Published on Apr 22, 2014 7:05 AM
 
In this October 19, 2010 file photo illustration a bottle of POM Wonderful pomegranate juice is shown next to a pomegranate. The U.S. Supreme Court on April 21, 2014 heard an appeal by Pomegranate-juice maker POM Wonderful LLC, which alleges that Coca-Cola Co. deceived consumers about the contents of a juice offered by the latter’s Minute Maid unit. POM says the Minute Maid label is misleading because the product contains little actual pomegranate or blueberry juice, while Coca-Cola says the label accurately informed consumers that the juice tastes like pomegranate and blueberry. 

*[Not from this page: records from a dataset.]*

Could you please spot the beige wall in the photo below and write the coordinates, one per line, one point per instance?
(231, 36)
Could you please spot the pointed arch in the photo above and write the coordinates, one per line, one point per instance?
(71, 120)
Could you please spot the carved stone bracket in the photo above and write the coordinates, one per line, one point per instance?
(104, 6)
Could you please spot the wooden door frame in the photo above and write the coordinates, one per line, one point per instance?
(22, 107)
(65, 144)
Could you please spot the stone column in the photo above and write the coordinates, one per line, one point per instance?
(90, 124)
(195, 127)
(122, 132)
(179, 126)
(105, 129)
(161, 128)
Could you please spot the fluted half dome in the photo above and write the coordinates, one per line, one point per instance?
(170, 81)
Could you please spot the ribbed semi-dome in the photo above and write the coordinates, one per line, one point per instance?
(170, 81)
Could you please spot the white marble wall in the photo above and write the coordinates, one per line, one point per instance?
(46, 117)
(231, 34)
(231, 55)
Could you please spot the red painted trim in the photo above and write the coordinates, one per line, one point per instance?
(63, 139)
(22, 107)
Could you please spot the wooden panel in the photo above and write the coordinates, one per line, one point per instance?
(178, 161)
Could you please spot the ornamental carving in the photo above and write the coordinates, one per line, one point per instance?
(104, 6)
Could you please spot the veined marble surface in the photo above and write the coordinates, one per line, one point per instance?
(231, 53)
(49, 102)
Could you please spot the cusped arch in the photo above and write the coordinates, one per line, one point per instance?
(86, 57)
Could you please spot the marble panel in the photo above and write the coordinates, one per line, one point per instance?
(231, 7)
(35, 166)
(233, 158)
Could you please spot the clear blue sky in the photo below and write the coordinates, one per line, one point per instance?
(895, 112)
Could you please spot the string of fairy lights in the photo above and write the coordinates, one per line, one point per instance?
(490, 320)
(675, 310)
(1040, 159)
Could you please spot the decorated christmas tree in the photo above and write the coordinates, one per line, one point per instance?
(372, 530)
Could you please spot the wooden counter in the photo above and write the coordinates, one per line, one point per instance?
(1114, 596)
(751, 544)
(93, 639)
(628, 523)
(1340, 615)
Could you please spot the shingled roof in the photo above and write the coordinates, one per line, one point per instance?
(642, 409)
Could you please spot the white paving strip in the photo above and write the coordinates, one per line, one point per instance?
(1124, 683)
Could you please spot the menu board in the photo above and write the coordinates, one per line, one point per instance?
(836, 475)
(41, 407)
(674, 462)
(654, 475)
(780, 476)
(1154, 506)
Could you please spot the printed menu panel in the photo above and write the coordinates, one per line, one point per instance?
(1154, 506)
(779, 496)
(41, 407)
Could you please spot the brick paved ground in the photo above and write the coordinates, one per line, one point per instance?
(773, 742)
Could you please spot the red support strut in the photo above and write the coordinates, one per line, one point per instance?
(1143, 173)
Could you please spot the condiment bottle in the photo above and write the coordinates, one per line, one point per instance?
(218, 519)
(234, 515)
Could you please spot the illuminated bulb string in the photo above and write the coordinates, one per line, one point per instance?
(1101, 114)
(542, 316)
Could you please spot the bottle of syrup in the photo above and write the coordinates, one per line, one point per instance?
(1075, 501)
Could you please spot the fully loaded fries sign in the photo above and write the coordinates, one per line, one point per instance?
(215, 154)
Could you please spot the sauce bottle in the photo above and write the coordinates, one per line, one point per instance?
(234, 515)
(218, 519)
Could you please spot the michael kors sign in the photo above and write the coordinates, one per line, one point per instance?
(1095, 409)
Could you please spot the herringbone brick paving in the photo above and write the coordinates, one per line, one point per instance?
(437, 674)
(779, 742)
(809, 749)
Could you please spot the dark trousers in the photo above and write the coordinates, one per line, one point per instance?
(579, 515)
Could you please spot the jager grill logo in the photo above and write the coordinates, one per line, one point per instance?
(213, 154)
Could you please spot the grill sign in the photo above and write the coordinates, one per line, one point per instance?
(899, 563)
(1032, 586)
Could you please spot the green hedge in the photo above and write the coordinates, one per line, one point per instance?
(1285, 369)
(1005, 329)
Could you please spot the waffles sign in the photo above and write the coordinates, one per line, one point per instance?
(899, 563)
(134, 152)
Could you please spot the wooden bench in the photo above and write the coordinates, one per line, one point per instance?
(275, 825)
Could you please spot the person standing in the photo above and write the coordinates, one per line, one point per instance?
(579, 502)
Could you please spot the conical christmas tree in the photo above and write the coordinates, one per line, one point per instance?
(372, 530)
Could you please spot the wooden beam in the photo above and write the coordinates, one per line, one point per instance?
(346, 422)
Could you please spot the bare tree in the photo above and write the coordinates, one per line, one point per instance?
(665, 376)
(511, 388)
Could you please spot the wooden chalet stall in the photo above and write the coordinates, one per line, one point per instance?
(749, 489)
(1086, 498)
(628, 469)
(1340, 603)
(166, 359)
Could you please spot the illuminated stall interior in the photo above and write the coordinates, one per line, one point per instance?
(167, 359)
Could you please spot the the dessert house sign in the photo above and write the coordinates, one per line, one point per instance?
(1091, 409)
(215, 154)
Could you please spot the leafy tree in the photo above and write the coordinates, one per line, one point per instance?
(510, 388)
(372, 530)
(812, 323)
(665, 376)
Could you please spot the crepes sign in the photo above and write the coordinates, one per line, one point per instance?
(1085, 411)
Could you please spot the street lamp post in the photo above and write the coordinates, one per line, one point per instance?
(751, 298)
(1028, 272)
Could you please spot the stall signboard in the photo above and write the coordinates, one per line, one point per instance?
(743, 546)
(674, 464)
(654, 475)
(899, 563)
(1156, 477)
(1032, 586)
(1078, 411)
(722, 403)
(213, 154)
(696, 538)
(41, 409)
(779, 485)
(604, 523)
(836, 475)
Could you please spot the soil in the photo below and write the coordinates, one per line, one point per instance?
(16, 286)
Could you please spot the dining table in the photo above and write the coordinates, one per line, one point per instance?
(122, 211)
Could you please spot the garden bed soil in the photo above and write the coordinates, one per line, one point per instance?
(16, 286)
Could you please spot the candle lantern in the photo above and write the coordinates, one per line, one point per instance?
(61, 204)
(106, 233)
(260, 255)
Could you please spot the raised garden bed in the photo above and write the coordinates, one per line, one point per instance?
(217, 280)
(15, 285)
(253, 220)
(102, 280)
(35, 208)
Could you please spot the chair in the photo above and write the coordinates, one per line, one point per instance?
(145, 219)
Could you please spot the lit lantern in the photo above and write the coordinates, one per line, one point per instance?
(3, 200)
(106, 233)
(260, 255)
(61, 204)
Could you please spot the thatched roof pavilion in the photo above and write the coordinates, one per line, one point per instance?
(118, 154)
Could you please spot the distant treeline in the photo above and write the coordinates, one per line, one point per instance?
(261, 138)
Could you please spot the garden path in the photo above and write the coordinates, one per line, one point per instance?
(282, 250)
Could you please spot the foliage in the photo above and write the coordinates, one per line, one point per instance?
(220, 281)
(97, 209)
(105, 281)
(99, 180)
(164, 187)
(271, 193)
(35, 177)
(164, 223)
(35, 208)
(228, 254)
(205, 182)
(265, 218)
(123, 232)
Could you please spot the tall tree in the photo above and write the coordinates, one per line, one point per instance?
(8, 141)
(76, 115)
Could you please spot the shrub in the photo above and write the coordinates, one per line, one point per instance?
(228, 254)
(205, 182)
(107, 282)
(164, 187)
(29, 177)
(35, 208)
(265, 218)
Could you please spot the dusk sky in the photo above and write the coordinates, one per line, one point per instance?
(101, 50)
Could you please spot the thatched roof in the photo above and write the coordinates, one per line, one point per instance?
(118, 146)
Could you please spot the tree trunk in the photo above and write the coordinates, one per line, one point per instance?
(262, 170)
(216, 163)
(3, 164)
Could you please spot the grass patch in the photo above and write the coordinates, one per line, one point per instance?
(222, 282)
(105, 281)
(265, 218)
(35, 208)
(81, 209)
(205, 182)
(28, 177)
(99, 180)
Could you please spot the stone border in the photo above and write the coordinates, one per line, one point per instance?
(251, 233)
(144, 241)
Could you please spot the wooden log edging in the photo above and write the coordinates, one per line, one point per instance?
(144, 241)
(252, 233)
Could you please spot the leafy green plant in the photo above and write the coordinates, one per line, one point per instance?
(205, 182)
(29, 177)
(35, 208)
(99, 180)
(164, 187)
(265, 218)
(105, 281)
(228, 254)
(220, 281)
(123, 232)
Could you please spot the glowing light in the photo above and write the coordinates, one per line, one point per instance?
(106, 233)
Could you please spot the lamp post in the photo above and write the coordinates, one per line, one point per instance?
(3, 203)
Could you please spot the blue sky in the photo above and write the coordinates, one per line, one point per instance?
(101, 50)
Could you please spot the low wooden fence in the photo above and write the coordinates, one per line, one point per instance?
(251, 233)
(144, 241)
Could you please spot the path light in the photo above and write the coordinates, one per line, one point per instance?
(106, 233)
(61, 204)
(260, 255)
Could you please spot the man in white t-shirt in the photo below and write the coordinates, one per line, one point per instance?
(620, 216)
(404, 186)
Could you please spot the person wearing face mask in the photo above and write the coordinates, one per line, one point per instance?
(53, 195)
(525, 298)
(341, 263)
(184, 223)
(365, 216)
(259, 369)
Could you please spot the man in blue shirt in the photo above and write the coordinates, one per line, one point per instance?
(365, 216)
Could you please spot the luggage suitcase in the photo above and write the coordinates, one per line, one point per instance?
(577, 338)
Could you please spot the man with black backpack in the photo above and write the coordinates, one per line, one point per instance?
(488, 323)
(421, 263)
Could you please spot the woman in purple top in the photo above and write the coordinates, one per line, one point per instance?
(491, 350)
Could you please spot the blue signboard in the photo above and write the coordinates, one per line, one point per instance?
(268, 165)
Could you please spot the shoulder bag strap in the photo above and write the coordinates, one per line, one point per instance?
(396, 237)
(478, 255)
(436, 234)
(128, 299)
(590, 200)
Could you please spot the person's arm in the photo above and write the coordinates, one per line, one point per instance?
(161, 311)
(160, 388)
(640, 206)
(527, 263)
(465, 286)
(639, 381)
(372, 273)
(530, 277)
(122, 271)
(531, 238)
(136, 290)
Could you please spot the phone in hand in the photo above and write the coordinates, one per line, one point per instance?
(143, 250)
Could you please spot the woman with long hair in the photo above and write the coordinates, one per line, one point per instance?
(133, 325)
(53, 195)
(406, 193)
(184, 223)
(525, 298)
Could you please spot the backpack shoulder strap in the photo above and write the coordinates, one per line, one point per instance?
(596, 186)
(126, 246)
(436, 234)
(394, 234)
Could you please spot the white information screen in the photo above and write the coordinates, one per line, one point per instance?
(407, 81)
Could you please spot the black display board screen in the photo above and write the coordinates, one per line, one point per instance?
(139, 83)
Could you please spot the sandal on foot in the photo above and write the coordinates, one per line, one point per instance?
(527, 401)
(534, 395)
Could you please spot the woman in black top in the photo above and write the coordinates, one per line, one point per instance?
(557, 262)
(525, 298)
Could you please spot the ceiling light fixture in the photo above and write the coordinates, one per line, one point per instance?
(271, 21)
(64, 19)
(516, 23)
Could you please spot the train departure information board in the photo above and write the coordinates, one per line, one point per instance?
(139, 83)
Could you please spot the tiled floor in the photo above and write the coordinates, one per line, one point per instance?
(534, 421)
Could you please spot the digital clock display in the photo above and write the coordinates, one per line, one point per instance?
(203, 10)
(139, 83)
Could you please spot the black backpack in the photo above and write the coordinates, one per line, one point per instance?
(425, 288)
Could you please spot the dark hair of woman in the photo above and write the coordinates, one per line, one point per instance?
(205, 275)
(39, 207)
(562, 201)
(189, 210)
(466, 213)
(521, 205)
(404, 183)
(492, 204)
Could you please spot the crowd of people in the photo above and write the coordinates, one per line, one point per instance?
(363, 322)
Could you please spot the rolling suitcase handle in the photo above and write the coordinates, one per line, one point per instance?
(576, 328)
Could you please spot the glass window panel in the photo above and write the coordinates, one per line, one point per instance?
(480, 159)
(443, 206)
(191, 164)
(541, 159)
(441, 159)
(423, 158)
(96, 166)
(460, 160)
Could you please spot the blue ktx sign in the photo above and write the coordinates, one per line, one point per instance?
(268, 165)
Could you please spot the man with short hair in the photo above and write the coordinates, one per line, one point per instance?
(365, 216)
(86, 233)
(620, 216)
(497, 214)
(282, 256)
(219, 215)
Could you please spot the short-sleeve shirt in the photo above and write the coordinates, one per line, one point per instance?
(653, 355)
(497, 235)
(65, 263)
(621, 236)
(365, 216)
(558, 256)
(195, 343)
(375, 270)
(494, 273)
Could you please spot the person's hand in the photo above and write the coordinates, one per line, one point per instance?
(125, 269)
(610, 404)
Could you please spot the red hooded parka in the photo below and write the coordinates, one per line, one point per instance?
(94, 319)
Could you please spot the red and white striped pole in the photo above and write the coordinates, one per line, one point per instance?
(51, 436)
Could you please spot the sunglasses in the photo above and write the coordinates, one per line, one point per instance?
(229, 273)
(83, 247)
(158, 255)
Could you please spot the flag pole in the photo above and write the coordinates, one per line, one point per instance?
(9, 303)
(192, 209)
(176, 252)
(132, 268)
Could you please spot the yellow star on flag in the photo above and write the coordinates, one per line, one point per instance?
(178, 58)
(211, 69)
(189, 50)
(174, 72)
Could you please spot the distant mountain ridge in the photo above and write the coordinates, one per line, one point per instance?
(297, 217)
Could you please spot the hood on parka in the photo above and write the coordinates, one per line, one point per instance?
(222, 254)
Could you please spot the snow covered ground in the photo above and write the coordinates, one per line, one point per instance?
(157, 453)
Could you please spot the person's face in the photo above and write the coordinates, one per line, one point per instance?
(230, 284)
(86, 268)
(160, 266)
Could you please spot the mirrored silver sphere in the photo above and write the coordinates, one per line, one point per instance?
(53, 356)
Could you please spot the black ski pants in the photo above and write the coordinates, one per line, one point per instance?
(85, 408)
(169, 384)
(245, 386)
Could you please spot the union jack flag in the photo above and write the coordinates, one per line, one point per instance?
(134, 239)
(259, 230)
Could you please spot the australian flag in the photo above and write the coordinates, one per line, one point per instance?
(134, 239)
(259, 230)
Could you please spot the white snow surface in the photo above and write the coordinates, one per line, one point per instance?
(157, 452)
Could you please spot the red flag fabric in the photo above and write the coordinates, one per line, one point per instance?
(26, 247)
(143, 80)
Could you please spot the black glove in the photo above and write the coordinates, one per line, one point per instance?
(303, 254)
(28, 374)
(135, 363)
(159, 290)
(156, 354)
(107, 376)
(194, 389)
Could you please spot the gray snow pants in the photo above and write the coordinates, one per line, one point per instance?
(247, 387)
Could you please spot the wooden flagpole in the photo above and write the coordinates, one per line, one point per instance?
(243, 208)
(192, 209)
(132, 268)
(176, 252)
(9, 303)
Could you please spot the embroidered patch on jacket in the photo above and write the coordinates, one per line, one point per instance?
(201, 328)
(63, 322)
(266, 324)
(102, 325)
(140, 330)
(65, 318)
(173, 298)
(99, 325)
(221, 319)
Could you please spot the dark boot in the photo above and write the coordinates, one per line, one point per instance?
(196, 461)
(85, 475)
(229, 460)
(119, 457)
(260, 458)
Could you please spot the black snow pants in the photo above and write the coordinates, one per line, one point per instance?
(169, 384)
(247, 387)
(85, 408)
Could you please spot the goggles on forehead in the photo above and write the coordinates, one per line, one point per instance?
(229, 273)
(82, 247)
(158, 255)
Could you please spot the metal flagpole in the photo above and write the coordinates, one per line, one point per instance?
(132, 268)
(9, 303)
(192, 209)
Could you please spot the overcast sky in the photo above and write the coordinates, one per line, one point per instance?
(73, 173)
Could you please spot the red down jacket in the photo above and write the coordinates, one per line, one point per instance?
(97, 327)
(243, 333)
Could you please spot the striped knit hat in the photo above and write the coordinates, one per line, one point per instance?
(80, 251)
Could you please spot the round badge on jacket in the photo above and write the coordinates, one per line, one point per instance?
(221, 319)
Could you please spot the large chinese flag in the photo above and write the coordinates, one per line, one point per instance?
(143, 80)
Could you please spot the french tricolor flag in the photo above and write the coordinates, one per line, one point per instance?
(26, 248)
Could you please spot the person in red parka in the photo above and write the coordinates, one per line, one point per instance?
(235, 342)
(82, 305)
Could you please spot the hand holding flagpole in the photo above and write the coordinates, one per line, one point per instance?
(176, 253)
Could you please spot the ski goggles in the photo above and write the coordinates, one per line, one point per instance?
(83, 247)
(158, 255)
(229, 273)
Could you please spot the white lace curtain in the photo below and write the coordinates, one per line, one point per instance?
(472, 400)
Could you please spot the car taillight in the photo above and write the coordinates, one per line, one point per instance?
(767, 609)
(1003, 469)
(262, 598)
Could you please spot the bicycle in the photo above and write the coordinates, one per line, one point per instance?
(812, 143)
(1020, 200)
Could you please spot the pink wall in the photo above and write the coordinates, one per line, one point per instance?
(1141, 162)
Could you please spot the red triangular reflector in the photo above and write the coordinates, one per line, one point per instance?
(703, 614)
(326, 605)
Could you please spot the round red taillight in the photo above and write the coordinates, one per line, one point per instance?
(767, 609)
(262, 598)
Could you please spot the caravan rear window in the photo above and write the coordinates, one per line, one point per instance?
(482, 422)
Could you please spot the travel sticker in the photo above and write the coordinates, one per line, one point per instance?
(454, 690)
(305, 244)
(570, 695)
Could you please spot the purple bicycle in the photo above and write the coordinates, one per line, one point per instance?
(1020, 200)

WASHINGTON (AFP) - Coca-Cola was taken to task by the United States (US) Supreme Court on Monday, with justices questioning whether a drink sold as fruit juice was the real thing.

The US soft drinks giant is being sued by Californian fruit juice maker Pom Wonderful, who accuse Coca-Cola of misleading consumers about its Minute Maid drink "Pomegranate Blueberry" that contains only 0.5 per cent of the two fruits.

Pom Wonderful attorney Seth Waxman said consumers were being misled by Coca-Cola branding the drink - which was mostly apple or grape - as "Pomegranate Blueberry." Pom Wonderful, which sells 100 per cent pomegranate juice, was suffering as a result of Coca-Cola's practices, Mr Waxman argued.

Coca-Cola won an earlier case in a San Francisco court, which ruled that the company's labelling practices were consistent with US Food and Drug Administration (FDA) rules.